Son : quelque chose de so 1998, et qui n’a rien à voir avec cette esquisse alsacienne, mais tout à voir avec les socles, avec K’s Choice, Believe, in Cocoon Crash.
Quand j’ai entendu le French Cancan, je me suis dit : « Et voilà, on est dans le kitsch, » et je suis retournée à la fiche d’évaluation de mon stagiaire. Et puis P. m’a dit : « En fait, ça a de la gueule. » Alors je suis arrivée juste à temps pour voir la flamme dévaler les coulisses du Châtelet, sur les airs de ma (troisième) comédie musicale préférée, celle qui m’a propulsée dès six ans dans l’Histoire française, la narration et la misère hugolienne.
Et d’un coup, les fenêtres de la Conciergerie ornées de Marie-Antoinette décapitées, les giclées de flammes et de sang en longs rubans, métallique comme la musique, et Carmen qui vogue dans tout cela sur Fluctuat nec mergitur, le gore lyrique et rouge vif, je ne m’attendais pas à ce degré d’intensité ce soir.
Aya Nakamura plaquée or qui chante Djadja accompagnée de la garde républicaine en uniforme, tant de pluie, de pluie, la porteuse de parapluie – si française – derrière Tony Estanguet – si français.
Hier je voulais aller au bord de la Seine avec M. mais tout était bloqué, la ville tranchée en deux par son cœur ; et c’est donc qu’elle se préparait à battre et à pulser sa lumière. Cet impossible spectacle, à l’échelle d’une ville, quand l’ensemble d’une capitale se transforme en art, en sensations et en messages… Du pain et des jeux, pense la cynique en moi, mais je préfère l’émotion au cynisme : la littérature à la BnF, deux Simone sur la Seine, Philippe Katerine, la scène/théâtre/musique modernes et audacieux, l’inclusivité, les belles valeurs tailladées sur l’écran, on aimerait toujours se rappeler que ce sont elles, les véritables facettes de la France, le temps d’un soir, offertes et partagées au monde.

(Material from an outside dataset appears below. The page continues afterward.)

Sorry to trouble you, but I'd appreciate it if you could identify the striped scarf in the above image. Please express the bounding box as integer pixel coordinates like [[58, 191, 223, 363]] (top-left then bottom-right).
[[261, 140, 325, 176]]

J’envoie cette ligne à pas mal de monde, à qui voudra bien partager cette petite joie, au premier matin décalée où je sors dans les rues de ma ville de banlieue, dans la lumière fraîche estivale, je vais acheter des fromages et des pains au chocolat à la boulangerie… C’est bien, tout est là, immuable, les vieilles pierres, les rues étroites, et surtout dans notre maison, l’odeur des murs épais et du bois, des tomettes anciennes, une odeur de bonheur qui imprègne nos chambres, le goût de l’eau, les enfants sont fous de retrouver tous leurs jouets oubliés, nous nous attaquons aux cartons, au jardin envahi d’origan, de roses, de glycine, de lierre et d’abeilles, qui ressemble à celui secret de Hogson Burnett. Plus tard, quand je retrouve mon laboratoire et ses occupants, les bras et épaules tendrement serrés, les regards et les petites conversations entre les portes, les planches de charcuterie partagées à l’apéro, et la vie partagée, nous parlons gamins, flamme olympique, éclipse, formation stellaire dans les galaxies, H. et Y. s’empaillent sur des interprétations d’articles, et Pa. me conte les manigances avec l’Observatoire. C’est l’été, le doux moment du ralenti français, le temps de la respiration, de l’inspiration. J’ai l’impression de retrouver une place, ma place – oh je ne me fais pas d’illusion, ça durera un temps seulement – ça ne me ressemble tellement pas, et c’est très, très agréable.